There has been a fair amount of stuff recently about Manchester’s connections to slavery. There’s always been a lot of textile industry around here and so the region was dependent on cotton, grown and picked by slaves, coming here. Now it seems that the city and its two football clubs are coming under fire for having a three-masted ship in full sail, a positive galleon, on the city’s coat of arms and on the football clubs badges.

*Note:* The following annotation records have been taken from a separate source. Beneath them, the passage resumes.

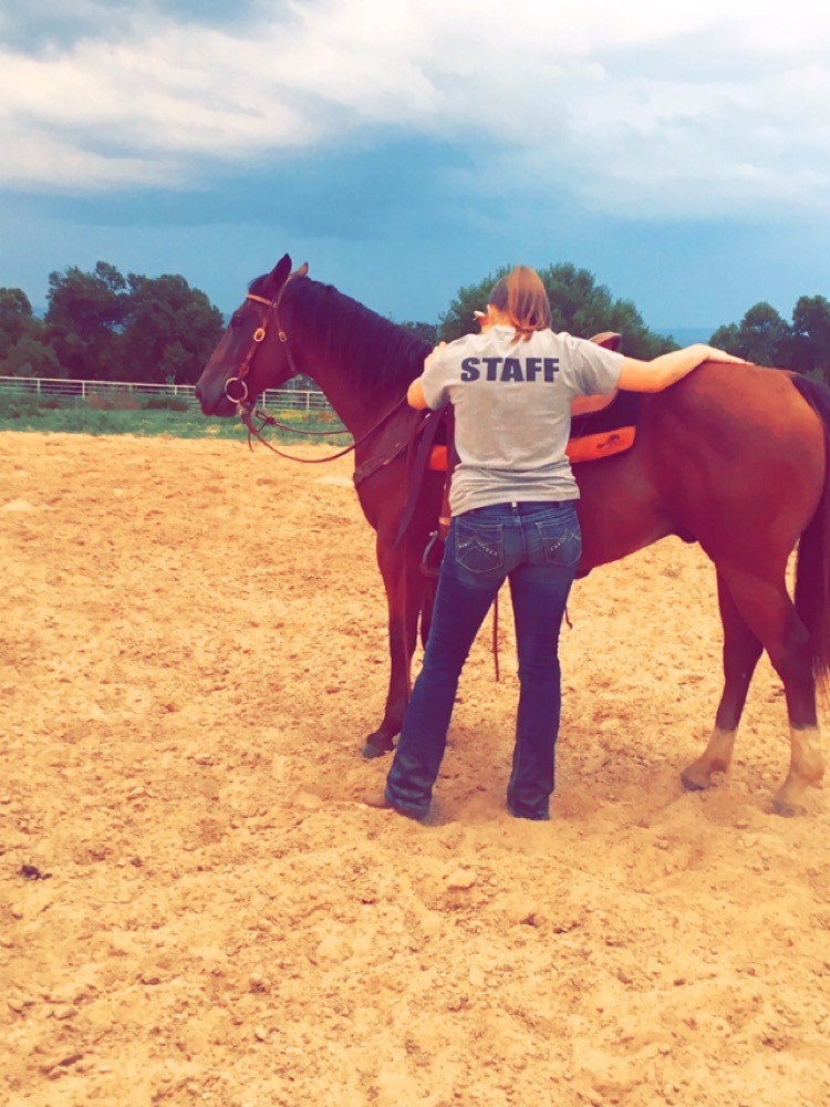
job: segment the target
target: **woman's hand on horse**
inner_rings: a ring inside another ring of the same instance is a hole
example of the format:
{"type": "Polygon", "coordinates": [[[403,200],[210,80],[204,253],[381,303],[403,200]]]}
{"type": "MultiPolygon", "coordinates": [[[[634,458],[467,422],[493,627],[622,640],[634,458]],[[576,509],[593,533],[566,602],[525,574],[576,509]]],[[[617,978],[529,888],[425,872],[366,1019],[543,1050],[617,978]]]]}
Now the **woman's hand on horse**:
{"type": "Polygon", "coordinates": [[[683,380],[705,361],[726,362],[734,365],[746,365],[743,358],[716,350],[714,346],[698,342],[684,350],[673,350],[661,354],[653,361],[640,361],[636,358],[623,358],[620,368],[620,387],[629,392],[662,392],[671,384],[683,380]]]}

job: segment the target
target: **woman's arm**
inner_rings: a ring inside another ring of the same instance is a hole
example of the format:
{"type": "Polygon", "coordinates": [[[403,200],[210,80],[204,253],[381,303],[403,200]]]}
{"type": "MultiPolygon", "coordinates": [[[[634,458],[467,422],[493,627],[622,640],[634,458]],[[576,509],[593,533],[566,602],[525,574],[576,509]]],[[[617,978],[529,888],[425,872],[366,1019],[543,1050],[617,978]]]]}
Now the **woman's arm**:
{"type": "Polygon", "coordinates": [[[735,358],[723,350],[715,350],[714,346],[698,342],[696,345],[686,346],[685,350],[661,354],[653,361],[623,358],[620,387],[629,392],[662,392],[670,384],[683,380],[704,361],[719,361],[730,365],[747,364],[743,358],[735,358]]]}

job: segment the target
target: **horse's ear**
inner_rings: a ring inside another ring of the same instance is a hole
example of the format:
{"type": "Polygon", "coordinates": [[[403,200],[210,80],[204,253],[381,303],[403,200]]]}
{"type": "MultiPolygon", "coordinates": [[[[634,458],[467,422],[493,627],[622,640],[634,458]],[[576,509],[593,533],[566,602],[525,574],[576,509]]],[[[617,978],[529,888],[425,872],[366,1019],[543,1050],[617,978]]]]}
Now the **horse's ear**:
{"type": "Polygon", "coordinates": [[[591,341],[595,342],[596,345],[604,346],[606,350],[619,350],[622,342],[622,334],[616,334],[614,331],[603,331],[601,334],[591,335],[591,341]]]}
{"type": "Polygon", "coordinates": [[[264,280],[264,294],[273,300],[291,273],[291,257],[283,254],[264,280]]]}

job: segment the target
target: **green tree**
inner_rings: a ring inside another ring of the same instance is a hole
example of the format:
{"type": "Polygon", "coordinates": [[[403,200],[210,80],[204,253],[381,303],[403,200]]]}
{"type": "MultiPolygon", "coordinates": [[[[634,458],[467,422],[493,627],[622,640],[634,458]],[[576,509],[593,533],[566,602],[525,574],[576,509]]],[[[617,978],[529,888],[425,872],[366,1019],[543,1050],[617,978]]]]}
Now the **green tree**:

Some think the ship is there because of the Manchester ship canal, which has some logic behind it, but now it seems it’s more to do with the salve trade. Other places seem to have realised the possible connection earlier than we have around here: “Few English football clubs feature ships or boats on their badges. Those that do have an obvious explanation: Tranmere’s warship signifies the town’s shipbuilding heritage; fishing town Grimsby has a trawler; and Plymouth’s Mayflower commemorates the Pilgrims’ ship that set sail for the new world. The football clubs of port cities directly implicated in the slave trade – Bristol, London and Liverpool – steer clear of ships as motifs in their badges (although the Bristol Rovers flag features a pirate).”
And here’s an article I read today about people whose families made money out of the slave trade (when slavery was abolished such families received compensation to the tune of millions of pounds in today’s money!) feeling the need to put things right, often by donating money educational projects and pressuring the government to apologise and make amends. I wonder if they can persuade the king to join their association. Historical cleansing is taking place!
Meanwhile Diane Abbott seems to be the latest to fall foul of Labour’s cleansing policy. She’s had the whip suspended for expressing her views about racism and prejudice. She is someone who should know what she is talking about. And that difference between out and out racism and prejudice, both of them hurtful and dangerous, is the sort of thing that we should be able to discuss without the instigator being “punished” for even mentioning it.
Life goes on. Stay safe and well, everyone!